随着主唱徐年不斷攀升到嘶吼的呐喊,而如飓風過境一般,席卷全場。
歌曲本身的力量,歌詞本身的能量,在這一刻被無限的放大。
有感性的樂迷,已經受不得這份力量,而淚濕了眼眶。
更有感性的樂隊人,淚濕了臉龐。
現場的氣氛完全的被一首歌調動了起來,更多的人,則是随着歌聲不斷的喊着,叫着,揮舞着手臂。
田淼抽着鼻子,她恰好是淚腺很低,很容易受到情緒感染的那一類人,她蹲在牆角,身邊是陪着她的盧壯壯。
一張紙巾遞過來,田淼擦了擦眼睛,又擤了擤鼻子,聲音囔囔的說道:“嚴哥這歌寫的也太紮心了。
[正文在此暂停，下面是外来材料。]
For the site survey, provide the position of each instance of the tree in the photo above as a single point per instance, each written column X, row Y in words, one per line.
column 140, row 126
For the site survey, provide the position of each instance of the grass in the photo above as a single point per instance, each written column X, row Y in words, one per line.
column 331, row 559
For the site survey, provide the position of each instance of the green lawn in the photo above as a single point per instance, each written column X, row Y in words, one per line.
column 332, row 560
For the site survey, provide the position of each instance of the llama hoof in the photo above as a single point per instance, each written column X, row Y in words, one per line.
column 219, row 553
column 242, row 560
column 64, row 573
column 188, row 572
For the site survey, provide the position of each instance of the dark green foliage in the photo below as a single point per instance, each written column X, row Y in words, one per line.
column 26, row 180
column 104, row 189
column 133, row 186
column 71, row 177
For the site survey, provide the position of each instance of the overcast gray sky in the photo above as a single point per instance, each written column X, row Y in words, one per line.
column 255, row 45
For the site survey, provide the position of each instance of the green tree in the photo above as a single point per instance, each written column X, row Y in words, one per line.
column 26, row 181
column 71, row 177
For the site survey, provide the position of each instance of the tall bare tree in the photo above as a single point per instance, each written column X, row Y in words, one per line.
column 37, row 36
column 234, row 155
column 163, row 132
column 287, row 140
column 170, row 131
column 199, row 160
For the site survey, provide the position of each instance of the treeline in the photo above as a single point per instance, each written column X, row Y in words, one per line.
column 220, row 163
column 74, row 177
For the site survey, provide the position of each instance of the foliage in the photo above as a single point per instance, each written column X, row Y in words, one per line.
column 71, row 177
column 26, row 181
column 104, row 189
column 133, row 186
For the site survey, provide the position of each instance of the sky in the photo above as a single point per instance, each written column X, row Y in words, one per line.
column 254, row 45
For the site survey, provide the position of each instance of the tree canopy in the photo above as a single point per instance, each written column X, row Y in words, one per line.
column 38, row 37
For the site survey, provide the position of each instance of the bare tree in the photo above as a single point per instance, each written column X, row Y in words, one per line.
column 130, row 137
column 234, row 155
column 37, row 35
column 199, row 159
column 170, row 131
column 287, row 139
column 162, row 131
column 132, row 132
”
讓她想到剛畢業找工作的那會,以爲自己九八五出來特别的優秀,找什麽工作不成啊!
結果,高不成低不就,要麽别人嫌棄她,要麽她嫌棄别人,到最後,專升本的小學同學都找到工作了,她還待業在家,連房租都拿不出來,卻又不敢回老家。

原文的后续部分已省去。